No es raro sentir nostalgia por el tiempo en que se era más joven y con menos responsabilidades y recordar con placer la música que escuchábamos en aquel entonces. Lo que sí puede llegar a ser bastante discutible es marcar esos momentos como los únicos o los últimos donde hubo algo digno de disfrutar artística o vitalmente.

Nuestro particular invento de "La noche de la nostalgia" podría llegar a tener un fin más positivo: servir para revalorar cosas del pasado que dejamos de lado.

Tomemos el ejemplo del llamado synthpop británico de la década de 1980. Fue una música que llegó tarde a nuestro país, pero que tuvo una gran difusión. Bandas como Depeche Mode, Erasure, Pet Shop Boys, Human League y un largo etcétera poblaron radios y bailes liceales en su momento.

Muchos vieron esa música como una revolución artística y estética, otros como una moda efímera y otros más miraron con desconfianza roquera una música hecha con "máquinas" (como si las guitarras eléctricas no lo fueran).

El synthpop nació luego de la revolución punk inglesa tomando muchos de sus postulados y subvirtiendo otros. Del punk tomó la idea del "hazlo tu mismo" y el concepto de que cualquiera puede hacer música. Usando la tecnología de los sintetizadores que era cada vez más accesible, una cantidad de jóvenes sin muchos conocimientos técnicos pudieron hacer música fácilmente. Las propias herramientas usadas -los sintetizadores y las máquinas de ritmos- hicieron que esta música pop fuera mucho más "prolija", limpia y estructurada que su antecedente punk.

Como en otros casos David Bowie fue un precursor de toda esta movida con la música que hizo a fines de los 70. También cumplió un rol fundamental la influencia del grupo alemán Kraftwerk una de las propuestas artísticas más influyentes de la música popular de la segunda mitad del siglo XX.

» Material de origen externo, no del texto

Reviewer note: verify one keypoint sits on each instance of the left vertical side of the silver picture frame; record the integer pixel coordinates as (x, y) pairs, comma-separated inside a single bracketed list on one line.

La música de los 80 se llenó de grupos con "raros peinados nuevos", que con poco más de un par de teclados, pero con un enorme sensibilidad pop y gusto por las melodías, dejaron una cantidad de música admirable. Porque si hay algo que uno recuerda por sobre todas las cosas de esas bandas, son las excelentes melodías de sus canciones. Temas como "Enola Gay" (OMD) "I Just Can't Get Enough" (Depeche Mode), "Don't You Want Me" (Human League) o "A Little Respect" (Erasure), pueden ser tocadas con cualquier instrumento y siguen manteniendo su belleza como canciones pop casi perfectas.

Uno de los grupos de esa movida que logró un éxito masivo fue Erasure. El proyecto fue creado por Vince Clarke, uno de los fundadores de Depeche Mode y compositor de los primeros hits de la banda. Clarke dejó Depeche Mode para formar el dúo Yazoo con la cantante Alison Moyet, que tuvo corta duración, pero dejó temas como "Don't Go".

En 1985 Clarke puso un aviso buscando cantante para un nuevo proyecto. Entre los muchos aspirantes el que se quedó con el puesto fue Andy Bell. Juntos formaron Erasure. El dúo se convertiría en uno de los representantes más exitosos y más duraderos del género. El disco donde mejor se pueden apreciar todos los méritos de Erasure es, quizás, The Innocents de 1988, que incluye temas como "A Little Respect", "Ship of Fools" o "Chains of Love". En ese álbum el tándem de Bell y Clarke funciona a la perfección, mostrando el talento de ambos como compositores, el de Bell como un cantante excepcional (su falsete es realmente único) y el de Clarke como arreglador y director musical.

En 1990 Erasure tocó en Montevideo, en un recordado recital en el Parque Central.
Si bien oficialmente el dúo sigue activo, ambos músicos han mantenido también carreras separadas.

Este 24 de agosto, Andy Bell estará en la Trastienda tocando muchos de los grandes temas de su banda. Lindo momento para revalorar, o por qué no, descubrir una música muy valiosa. No para pensar que todo tiempo pasado fue mejor.